“The nation’s blood supply is regulated by the FDA—just like pharmaceuticals,” observed Red Cross executive Jeff Meyer in Professor Anna Nagurney’s* course, Humanitarian Logistics and Healthcare. Meyer, who is CEO of Red Cross Blood Services for Massachusetts and Connecticut, gave students a nuanced introduction to blood’s supply-and-demand dynamics, focusing principally on the national distribution of red blood cells (RBC).
RBCs, which have a shelf life of 42 days, are the leading component of blood in circulation (national and otherwise). In addition, Meyer touched briefly on platelets, which with a five-day shelf life, call for distribution approaching Just in Time standards.
Since 2008, demand for RBCs in the U.S. has declined steadily, although that trend has varied considerably among the states. (Demand has remained flat in Canada and the U.K.) The U.S. phenomenon, Meyer explained, is attributable to system-wide consolidation and greater efficiency in American medical practices.
Medical innovations like bloodless surgeries and the salvage of blood cells have effected change. But, by and large, cost- and waste-reduction practices have been the principal drivers. To that end, hospitals are doing fewer questionable surgeries and encouraging surgeons to be less wasteful in their deployment of blood. And evidence-based medical practices, including blood management targeted to specific patients, are also cutting excesses.
Adding complexity to the equation, Meyer remarked that some medical innovations, demographic trends (like aging baby boomers), and expanded coverage through the Obama Administration’s Patient Protection and Affordable Care Act are exerting upward pressures on demand.
Change on the Supply Side
Consolidation among suppliers has also brought efficiency. “Smaller blood centers simply can’t compete with consolidated buyers [owing to the mergers of hospitals and other medical facilities and various purchasing alliances],” emphasized Meyer.
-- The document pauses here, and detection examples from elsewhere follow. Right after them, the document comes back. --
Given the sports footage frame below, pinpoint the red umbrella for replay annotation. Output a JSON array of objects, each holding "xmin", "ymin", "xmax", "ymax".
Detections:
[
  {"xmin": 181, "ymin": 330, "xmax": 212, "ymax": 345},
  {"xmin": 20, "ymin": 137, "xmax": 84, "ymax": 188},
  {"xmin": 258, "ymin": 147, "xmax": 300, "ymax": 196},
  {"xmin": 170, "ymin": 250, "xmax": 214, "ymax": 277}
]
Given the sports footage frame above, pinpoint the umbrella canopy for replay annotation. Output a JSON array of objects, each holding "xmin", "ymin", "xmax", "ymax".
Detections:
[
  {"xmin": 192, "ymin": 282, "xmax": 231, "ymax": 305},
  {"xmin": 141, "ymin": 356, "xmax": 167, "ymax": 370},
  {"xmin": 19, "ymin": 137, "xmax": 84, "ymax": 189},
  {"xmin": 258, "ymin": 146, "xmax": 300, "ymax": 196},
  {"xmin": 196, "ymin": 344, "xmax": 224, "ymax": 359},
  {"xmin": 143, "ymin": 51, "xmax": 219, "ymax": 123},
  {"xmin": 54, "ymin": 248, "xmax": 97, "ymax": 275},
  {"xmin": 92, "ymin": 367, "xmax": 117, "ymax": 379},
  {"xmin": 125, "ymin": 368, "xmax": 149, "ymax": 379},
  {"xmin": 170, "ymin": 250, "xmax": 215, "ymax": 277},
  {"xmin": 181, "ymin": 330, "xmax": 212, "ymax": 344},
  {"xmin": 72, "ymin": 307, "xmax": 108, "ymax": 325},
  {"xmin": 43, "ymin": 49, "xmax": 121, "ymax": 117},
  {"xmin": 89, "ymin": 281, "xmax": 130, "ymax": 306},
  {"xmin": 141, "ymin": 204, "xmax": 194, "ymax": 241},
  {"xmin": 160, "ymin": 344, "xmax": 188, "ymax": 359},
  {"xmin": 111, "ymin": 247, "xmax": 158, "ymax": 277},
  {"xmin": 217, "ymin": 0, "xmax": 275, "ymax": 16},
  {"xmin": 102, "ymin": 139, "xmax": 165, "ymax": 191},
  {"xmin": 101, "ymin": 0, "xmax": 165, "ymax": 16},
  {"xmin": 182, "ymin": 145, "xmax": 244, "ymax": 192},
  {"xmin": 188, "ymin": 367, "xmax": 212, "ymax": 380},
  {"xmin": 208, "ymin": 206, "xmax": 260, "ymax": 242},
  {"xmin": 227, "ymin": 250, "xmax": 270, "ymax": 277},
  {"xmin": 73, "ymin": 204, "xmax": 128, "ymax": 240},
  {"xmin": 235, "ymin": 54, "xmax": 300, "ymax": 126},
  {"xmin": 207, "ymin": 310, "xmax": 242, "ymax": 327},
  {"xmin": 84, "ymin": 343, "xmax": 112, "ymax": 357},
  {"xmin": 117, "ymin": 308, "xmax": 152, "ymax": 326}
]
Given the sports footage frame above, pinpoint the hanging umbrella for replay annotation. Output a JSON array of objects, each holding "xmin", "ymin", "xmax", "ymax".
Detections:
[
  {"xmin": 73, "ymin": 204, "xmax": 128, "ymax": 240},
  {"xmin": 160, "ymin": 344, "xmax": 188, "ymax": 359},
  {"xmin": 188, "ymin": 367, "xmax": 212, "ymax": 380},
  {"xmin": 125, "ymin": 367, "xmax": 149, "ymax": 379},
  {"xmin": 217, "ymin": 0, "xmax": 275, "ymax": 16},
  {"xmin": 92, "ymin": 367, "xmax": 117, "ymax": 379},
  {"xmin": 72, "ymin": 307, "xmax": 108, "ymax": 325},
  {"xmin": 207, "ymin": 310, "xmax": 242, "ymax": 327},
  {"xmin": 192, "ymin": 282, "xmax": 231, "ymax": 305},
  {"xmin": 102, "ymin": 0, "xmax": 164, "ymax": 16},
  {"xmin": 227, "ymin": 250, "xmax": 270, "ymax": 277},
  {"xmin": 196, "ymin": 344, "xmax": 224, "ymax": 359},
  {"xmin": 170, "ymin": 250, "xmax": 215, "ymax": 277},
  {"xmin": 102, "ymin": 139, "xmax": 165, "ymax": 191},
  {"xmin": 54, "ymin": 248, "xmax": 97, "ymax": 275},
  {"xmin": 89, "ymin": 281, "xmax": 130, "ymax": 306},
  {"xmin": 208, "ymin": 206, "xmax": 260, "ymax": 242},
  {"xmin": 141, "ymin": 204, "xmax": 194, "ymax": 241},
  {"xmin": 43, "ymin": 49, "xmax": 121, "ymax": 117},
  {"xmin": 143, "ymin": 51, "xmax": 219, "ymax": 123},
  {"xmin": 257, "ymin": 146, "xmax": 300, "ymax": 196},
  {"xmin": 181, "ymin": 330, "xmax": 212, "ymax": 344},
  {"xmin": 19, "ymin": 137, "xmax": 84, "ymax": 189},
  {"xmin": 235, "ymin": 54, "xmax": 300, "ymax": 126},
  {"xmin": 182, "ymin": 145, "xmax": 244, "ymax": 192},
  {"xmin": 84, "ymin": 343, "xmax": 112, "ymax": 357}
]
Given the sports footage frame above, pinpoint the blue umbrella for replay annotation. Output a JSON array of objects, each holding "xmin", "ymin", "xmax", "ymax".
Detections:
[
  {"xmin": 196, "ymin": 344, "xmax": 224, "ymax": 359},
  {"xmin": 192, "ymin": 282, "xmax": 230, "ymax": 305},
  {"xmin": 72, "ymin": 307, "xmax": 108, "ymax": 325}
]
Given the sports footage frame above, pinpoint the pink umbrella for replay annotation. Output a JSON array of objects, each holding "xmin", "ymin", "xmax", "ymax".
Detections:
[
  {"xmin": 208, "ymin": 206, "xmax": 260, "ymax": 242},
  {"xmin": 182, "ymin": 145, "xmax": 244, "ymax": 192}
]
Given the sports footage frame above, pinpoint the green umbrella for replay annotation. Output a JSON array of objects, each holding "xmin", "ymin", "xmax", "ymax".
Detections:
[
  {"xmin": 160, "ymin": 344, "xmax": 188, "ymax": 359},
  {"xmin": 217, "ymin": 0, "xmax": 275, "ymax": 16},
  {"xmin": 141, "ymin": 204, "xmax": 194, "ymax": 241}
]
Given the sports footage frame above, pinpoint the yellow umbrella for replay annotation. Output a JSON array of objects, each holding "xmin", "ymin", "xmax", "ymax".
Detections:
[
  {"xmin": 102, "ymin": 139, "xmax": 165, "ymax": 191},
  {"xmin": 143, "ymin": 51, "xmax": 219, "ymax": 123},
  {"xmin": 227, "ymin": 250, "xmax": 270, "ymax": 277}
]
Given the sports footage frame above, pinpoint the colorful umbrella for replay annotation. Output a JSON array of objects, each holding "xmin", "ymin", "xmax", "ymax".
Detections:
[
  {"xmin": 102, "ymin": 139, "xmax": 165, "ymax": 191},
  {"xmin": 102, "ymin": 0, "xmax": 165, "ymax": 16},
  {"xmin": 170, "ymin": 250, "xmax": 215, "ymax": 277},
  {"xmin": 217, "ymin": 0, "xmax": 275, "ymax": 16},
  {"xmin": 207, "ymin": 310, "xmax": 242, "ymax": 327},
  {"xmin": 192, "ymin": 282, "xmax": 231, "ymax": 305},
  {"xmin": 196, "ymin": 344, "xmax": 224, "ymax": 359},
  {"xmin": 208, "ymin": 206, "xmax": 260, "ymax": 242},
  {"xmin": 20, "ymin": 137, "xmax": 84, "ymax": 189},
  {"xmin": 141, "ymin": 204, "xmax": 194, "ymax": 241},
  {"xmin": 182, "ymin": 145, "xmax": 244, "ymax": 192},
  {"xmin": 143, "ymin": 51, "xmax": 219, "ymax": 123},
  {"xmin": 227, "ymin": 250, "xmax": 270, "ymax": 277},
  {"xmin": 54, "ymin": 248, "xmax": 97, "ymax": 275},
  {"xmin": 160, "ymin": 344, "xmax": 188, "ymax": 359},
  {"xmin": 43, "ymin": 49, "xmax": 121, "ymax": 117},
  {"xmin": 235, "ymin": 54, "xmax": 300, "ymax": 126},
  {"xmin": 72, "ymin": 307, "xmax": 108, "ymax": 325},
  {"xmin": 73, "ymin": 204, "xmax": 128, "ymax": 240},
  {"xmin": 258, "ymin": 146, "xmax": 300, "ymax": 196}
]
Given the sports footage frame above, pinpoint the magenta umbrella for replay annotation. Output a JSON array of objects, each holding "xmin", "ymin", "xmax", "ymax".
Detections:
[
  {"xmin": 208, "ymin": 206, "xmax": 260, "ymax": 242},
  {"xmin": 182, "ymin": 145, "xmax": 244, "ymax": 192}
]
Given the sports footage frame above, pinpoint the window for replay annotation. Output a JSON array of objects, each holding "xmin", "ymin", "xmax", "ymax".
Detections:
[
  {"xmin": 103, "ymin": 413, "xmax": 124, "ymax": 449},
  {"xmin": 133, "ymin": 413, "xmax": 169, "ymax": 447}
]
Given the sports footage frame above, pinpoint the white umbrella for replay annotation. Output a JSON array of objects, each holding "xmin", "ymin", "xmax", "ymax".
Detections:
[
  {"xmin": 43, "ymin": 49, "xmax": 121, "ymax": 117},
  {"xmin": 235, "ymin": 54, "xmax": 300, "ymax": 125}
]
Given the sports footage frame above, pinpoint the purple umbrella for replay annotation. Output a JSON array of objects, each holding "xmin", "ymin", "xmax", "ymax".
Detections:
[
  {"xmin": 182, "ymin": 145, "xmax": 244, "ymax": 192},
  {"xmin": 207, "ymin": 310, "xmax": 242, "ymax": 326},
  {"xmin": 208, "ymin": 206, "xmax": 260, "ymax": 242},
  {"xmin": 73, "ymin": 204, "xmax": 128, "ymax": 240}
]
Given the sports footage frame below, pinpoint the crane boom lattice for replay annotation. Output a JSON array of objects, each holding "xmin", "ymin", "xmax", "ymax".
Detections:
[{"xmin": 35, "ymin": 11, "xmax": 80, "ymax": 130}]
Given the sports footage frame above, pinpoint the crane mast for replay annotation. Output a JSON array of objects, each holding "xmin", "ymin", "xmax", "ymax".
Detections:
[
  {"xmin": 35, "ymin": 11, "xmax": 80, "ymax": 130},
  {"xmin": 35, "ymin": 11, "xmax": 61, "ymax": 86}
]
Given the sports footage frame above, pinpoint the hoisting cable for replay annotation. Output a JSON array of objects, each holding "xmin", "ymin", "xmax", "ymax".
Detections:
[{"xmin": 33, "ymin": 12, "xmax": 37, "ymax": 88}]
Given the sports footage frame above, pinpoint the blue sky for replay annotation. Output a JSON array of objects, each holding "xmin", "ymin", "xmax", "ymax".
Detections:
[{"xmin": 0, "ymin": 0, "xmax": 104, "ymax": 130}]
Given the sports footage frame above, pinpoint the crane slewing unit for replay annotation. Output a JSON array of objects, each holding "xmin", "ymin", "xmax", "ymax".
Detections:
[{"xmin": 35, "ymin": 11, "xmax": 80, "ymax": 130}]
An ongoing shakedown among blood suppliers, he added, has brought their numbers down from above 90 several years ago to 65 today. Even the nation’s leader—the Red Cross—which accounts for 40% of the U.S. blood supply, is consolidating within by trimming its blood-centered divisions and testing labs (both categories from five to three) and by merging its three blood manufacturing centers.
Social media through Facebook and Twitter, Meyer added, are also bringing efficiency. That includes the Red Cross Blood App for Android and iPhone, which with more than 250,000 downloads, is yielding significant results: 80% of potential donors who schedule donor appointments via the app have shown up for their appointments. That compares with 50% who scheduled through a traditional phone call.
*Professor Nagurney and her former Ph.D. students, Amir Masoumi and Min Yu, have examined blood supply chains in the journal, Computational Management Science 9(2). Nagurney and Masoumi have also addressed the subject in the book, Sustainable Supply Chains (Springer).